Extract columns and assign to a pandas DataFrame:

In [6]:
ttable = pd.DataFrame()
for i in range(3):
    ttable[columns[i]] = [tb_content[x] for x in np.arange(i,len(tb_content),3)]
ttable.head()

Unnamed: 0,Postcode,Borough,Neighbourhood
0,M1A,Not assigned,Not assigned
1,M2A,Not assigned,Not assigned
2,M3A,North York,Parkwoods
3,M4A,North York,Victoria Village
4,M5A,Downtown Toronto,Harbourfront


Remove Boroughs that have `Not assigned`

In [7]:
ttable_c1 = ttable[ttable.Borough != 'Not assigned'].reset_index(drop=True)
ttable_c1.head()

Unnamed: 0,Postcode,Borough,Neighbourhood
0,M3A,North York,Parkwoods
1,M4A,North York,Victoria Village
2,M5A,Downtown Toronto,Harbourfront
3,M5A,Downtown Toronto,Regent Park
4,M6A,North York,Lawrence Heights


Assign Borough name to Neighbourhoods that are `Not assigned`

In [8]:
ttable_c1[ttable_c1.Neighbourhood == 'Not assigned']
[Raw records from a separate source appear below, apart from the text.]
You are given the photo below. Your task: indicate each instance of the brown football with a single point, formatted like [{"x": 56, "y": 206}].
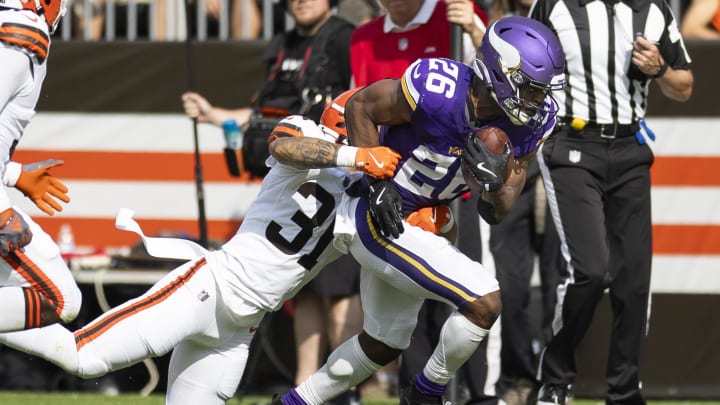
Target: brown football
[{"x": 495, "y": 139}]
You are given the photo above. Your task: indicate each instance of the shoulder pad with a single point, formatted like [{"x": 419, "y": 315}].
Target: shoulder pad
[{"x": 26, "y": 38}]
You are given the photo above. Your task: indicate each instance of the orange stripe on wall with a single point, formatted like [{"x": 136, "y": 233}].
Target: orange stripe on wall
[
  {"x": 130, "y": 166},
  {"x": 686, "y": 239},
  {"x": 686, "y": 171},
  {"x": 101, "y": 232}
]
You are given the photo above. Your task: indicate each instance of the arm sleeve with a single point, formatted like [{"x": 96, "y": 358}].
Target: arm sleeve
[{"x": 671, "y": 44}]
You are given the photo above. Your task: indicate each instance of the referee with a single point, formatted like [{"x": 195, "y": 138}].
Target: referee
[{"x": 596, "y": 169}]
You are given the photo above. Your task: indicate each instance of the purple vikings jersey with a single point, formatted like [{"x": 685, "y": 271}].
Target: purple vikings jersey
[{"x": 431, "y": 144}]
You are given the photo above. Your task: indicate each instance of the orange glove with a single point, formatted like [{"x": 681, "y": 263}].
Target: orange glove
[
  {"x": 379, "y": 161},
  {"x": 41, "y": 187},
  {"x": 14, "y": 232},
  {"x": 437, "y": 219}
]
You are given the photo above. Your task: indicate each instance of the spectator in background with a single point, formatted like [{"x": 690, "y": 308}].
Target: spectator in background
[
  {"x": 526, "y": 233},
  {"x": 384, "y": 48},
  {"x": 149, "y": 16},
  {"x": 702, "y": 20},
  {"x": 306, "y": 67},
  {"x": 502, "y": 8},
  {"x": 409, "y": 30},
  {"x": 288, "y": 73},
  {"x": 358, "y": 12},
  {"x": 596, "y": 169}
]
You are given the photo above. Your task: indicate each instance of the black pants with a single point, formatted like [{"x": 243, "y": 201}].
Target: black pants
[
  {"x": 515, "y": 243},
  {"x": 601, "y": 188}
]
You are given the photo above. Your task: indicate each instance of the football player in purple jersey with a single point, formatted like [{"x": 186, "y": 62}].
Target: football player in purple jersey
[{"x": 428, "y": 116}]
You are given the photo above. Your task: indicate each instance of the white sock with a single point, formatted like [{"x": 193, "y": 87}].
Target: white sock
[
  {"x": 459, "y": 338},
  {"x": 53, "y": 343},
  {"x": 346, "y": 367},
  {"x": 12, "y": 301}
]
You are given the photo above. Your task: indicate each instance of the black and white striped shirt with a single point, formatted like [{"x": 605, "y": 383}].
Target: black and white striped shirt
[{"x": 597, "y": 37}]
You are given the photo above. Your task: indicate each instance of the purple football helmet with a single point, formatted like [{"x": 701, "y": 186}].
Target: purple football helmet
[{"x": 519, "y": 56}]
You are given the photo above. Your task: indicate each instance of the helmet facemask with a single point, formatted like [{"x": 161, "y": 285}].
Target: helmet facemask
[
  {"x": 53, "y": 10},
  {"x": 332, "y": 121}
]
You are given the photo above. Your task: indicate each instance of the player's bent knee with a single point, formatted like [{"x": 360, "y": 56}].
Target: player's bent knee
[
  {"x": 484, "y": 311},
  {"x": 71, "y": 307},
  {"x": 380, "y": 350}
]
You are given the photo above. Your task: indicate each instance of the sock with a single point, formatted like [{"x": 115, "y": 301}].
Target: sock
[
  {"x": 459, "y": 338},
  {"x": 346, "y": 367},
  {"x": 53, "y": 343},
  {"x": 12, "y": 301}
]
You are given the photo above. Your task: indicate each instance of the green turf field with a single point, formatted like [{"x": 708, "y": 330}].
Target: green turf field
[{"x": 35, "y": 398}]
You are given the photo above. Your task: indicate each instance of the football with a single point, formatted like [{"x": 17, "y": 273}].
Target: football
[{"x": 495, "y": 139}]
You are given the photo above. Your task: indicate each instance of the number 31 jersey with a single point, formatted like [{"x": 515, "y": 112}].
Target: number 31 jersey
[{"x": 285, "y": 238}]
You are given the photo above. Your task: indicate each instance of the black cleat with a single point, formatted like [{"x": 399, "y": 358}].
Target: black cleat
[
  {"x": 277, "y": 399},
  {"x": 411, "y": 396},
  {"x": 552, "y": 394}
]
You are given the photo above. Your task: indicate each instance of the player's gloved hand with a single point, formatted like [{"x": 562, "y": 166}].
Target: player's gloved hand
[
  {"x": 386, "y": 208},
  {"x": 379, "y": 161},
  {"x": 487, "y": 168},
  {"x": 437, "y": 219},
  {"x": 41, "y": 187},
  {"x": 14, "y": 232}
]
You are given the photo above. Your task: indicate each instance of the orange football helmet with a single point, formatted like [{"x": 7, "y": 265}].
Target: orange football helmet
[{"x": 53, "y": 10}]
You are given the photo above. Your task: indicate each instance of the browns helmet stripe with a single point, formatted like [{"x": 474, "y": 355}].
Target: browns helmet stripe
[{"x": 284, "y": 130}]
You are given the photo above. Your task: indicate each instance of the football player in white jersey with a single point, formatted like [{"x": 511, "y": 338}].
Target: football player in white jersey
[
  {"x": 36, "y": 286},
  {"x": 207, "y": 310}
]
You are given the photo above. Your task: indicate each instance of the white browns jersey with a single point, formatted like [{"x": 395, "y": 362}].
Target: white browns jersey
[
  {"x": 285, "y": 238},
  {"x": 22, "y": 78}
]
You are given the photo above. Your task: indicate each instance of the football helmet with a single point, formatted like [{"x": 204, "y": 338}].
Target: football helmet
[
  {"x": 332, "y": 120},
  {"x": 520, "y": 61}
]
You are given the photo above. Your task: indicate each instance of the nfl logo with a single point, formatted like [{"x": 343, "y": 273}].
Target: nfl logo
[
  {"x": 403, "y": 44},
  {"x": 574, "y": 156}
]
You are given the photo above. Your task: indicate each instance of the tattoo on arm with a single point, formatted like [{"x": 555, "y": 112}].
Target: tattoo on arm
[{"x": 305, "y": 153}]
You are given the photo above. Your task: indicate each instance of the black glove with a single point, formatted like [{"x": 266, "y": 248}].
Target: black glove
[
  {"x": 386, "y": 208},
  {"x": 14, "y": 232},
  {"x": 487, "y": 168}
]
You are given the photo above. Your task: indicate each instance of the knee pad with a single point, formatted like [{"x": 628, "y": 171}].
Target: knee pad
[{"x": 72, "y": 303}]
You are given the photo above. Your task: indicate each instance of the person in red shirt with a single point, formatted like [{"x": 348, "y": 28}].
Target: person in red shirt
[{"x": 411, "y": 29}]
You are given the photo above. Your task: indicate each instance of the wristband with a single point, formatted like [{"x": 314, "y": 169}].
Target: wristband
[
  {"x": 12, "y": 173},
  {"x": 661, "y": 71},
  {"x": 451, "y": 221},
  {"x": 346, "y": 156}
]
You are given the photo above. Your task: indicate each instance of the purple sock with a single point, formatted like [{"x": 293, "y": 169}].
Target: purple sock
[
  {"x": 427, "y": 387},
  {"x": 292, "y": 398}
]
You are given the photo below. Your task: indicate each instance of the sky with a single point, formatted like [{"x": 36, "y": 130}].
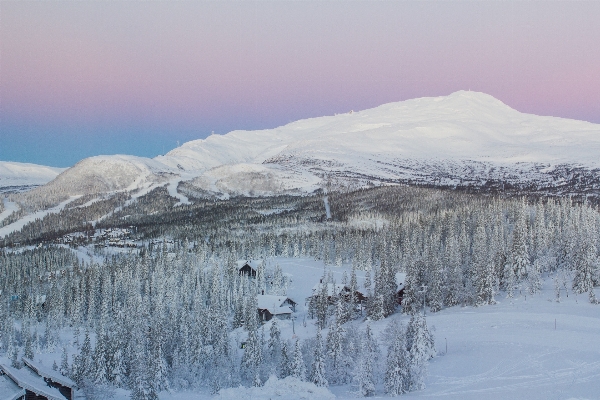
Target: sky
[{"x": 83, "y": 78}]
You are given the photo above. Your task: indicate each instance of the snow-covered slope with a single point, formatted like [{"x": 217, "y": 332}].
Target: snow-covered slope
[
  {"x": 19, "y": 174},
  {"x": 466, "y": 138}
]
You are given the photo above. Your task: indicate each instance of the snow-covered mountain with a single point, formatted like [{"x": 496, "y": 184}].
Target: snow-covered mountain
[
  {"x": 466, "y": 138},
  {"x": 14, "y": 174}
]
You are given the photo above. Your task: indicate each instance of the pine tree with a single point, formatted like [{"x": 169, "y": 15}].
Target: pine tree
[
  {"x": 274, "y": 344},
  {"x": 317, "y": 375},
  {"x": 298, "y": 367},
  {"x": 397, "y": 372},
  {"x": 285, "y": 361},
  {"x": 421, "y": 348},
  {"x": 64, "y": 363}
]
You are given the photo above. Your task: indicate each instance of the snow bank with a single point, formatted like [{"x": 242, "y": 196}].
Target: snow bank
[{"x": 289, "y": 388}]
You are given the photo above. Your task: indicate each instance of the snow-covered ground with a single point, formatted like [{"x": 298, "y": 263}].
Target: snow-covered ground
[
  {"x": 439, "y": 140},
  {"x": 529, "y": 347},
  {"x": 9, "y": 208},
  {"x": 18, "y": 225},
  {"x": 21, "y": 174}
]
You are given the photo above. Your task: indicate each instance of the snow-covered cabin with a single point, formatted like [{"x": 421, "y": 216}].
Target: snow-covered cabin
[
  {"x": 34, "y": 385},
  {"x": 334, "y": 291},
  {"x": 247, "y": 268},
  {"x": 53, "y": 378},
  {"x": 270, "y": 306}
]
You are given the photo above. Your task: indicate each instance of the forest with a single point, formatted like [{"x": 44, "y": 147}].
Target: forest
[{"x": 172, "y": 313}]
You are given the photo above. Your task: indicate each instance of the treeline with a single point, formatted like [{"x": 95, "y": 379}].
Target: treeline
[{"x": 166, "y": 319}]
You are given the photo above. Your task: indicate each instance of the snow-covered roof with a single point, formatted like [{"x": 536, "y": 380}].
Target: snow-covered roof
[
  {"x": 29, "y": 380},
  {"x": 332, "y": 289},
  {"x": 9, "y": 390},
  {"x": 48, "y": 373},
  {"x": 278, "y": 310},
  {"x": 275, "y": 304},
  {"x": 400, "y": 279},
  {"x": 253, "y": 264}
]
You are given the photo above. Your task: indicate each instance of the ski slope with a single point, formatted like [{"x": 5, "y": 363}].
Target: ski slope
[
  {"x": 439, "y": 140},
  {"x": 21, "y": 174}
]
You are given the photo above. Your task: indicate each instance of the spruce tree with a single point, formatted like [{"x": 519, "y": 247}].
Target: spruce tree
[
  {"x": 317, "y": 375},
  {"x": 298, "y": 367}
]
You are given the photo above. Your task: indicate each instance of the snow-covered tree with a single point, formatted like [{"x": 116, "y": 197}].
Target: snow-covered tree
[{"x": 317, "y": 375}]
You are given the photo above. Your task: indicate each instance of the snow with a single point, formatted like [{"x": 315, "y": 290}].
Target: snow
[
  {"x": 273, "y": 303},
  {"x": 46, "y": 372},
  {"x": 444, "y": 139},
  {"x": 21, "y": 174},
  {"x": 327, "y": 210},
  {"x": 29, "y": 380},
  {"x": 18, "y": 225},
  {"x": 172, "y": 189},
  {"x": 510, "y": 350},
  {"x": 9, "y": 390},
  {"x": 9, "y": 208},
  {"x": 289, "y": 388}
]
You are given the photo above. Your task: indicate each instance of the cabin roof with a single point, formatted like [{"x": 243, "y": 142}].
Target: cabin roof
[
  {"x": 272, "y": 302},
  {"x": 9, "y": 390},
  {"x": 29, "y": 380},
  {"x": 278, "y": 310},
  {"x": 332, "y": 289},
  {"x": 250, "y": 263},
  {"x": 400, "y": 279},
  {"x": 48, "y": 373}
]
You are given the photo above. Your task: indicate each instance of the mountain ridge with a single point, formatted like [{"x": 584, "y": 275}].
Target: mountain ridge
[{"x": 446, "y": 140}]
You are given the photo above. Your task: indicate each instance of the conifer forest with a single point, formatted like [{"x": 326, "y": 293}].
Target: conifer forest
[{"x": 174, "y": 312}]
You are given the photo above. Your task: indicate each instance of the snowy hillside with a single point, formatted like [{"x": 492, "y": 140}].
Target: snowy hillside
[
  {"x": 14, "y": 174},
  {"x": 464, "y": 139}
]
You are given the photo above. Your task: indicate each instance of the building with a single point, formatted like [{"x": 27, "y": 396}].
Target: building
[
  {"x": 335, "y": 291},
  {"x": 280, "y": 307},
  {"x": 247, "y": 268},
  {"x": 36, "y": 382}
]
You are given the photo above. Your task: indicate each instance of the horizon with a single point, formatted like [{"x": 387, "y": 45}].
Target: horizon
[{"x": 85, "y": 79}]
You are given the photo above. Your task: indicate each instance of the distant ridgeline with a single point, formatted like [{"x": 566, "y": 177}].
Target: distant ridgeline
[{"x": 162, "y": 315}]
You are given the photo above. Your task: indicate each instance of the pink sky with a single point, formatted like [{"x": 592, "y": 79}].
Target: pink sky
[{"x": 170, "y": 71}]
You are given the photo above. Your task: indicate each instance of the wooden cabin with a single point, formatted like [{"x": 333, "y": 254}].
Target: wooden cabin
[
  {"x": 336, "y": 291},
  {"x": 247, "y": 268},
  {"x": 270, "y": 306},
  {"x": 36, "y": 382}
]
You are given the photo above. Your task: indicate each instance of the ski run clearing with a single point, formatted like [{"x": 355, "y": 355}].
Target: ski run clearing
[{"x": 528, "y": 347}]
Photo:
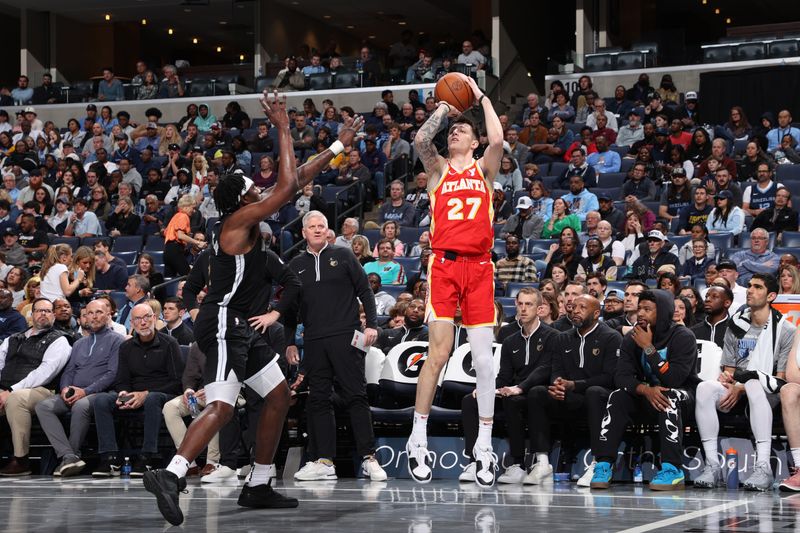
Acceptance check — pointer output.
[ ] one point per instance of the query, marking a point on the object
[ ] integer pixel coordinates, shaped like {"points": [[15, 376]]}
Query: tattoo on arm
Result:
{"points": [[423, 141]]}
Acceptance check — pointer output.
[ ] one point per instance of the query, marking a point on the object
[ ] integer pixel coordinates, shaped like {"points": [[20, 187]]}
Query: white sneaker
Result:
{"points": [[372, 469], [468, 475], [420, 461], [219, 474], [539, 474], [485, 465], [514, 474], [315, 471], [586, 478]]}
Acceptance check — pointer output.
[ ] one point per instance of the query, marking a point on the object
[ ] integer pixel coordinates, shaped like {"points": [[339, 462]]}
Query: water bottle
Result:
{"points": [[125, 471], [732, 462], [637, 472], [193, 409]]}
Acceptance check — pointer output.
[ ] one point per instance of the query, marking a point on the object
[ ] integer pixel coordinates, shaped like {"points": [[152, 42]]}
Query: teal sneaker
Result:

Unnamed: 0,Postcode,Borough,Neighbourhood
6,M7A,Queen's Park,Not assigned


Only one of those cases, assigning just that one

In [9]:
ttable_c1.iat[6,2] = "Queen's Park"

In [10]:
ttable_c1.head(7)

Unnamed: 0,Postcode,Borough,Neighbourhood
0,M3A,North York,Parkwoods
1,M4A,North York,Victoria Village
2,M5A,Downtown Toronto,Harbourfront
3,M5A,Downtown Toronto,Regent Park
4,M6A,North York,Lawrence Heights
5,M6A,North York,Lawrence Manor
6,M7A,Queen's Park,Queen's Park


Group by Postcode and join Neighbourhood names

In [11]:
ttable_c2 = ttable_c1.groupby(['Postcode','Borough'],
                              as_index=False,sort=False).agg(lambda x: ", ".join(x))

**Final table:**

In [12]:
ttable_c2.head()

Unnamed: 0,Postcode,Borough,Neighbourhood
0,M3A,North York,Parkwoods
1,M4A,North York,Victoria Village
2,M5A,Downtown Toronto,"Harbourfront, Regent Park"
3,M6A,North York,"Lawrence Heights, Lawrence Manor"
4,M7A,Queen's Park,Queen's Park


Save table to a csv (to use in another notebook): 

In [14]:
ttable_c2.to_csv('Toronto_Neighbourhoods.csv')

-----
Final objective, print the number of rows in the dataframe:

In [13]:
print('Number of rows in the dataframe: %i' %ttable_c2.shape[0])

Number of rows in the dataframe: 103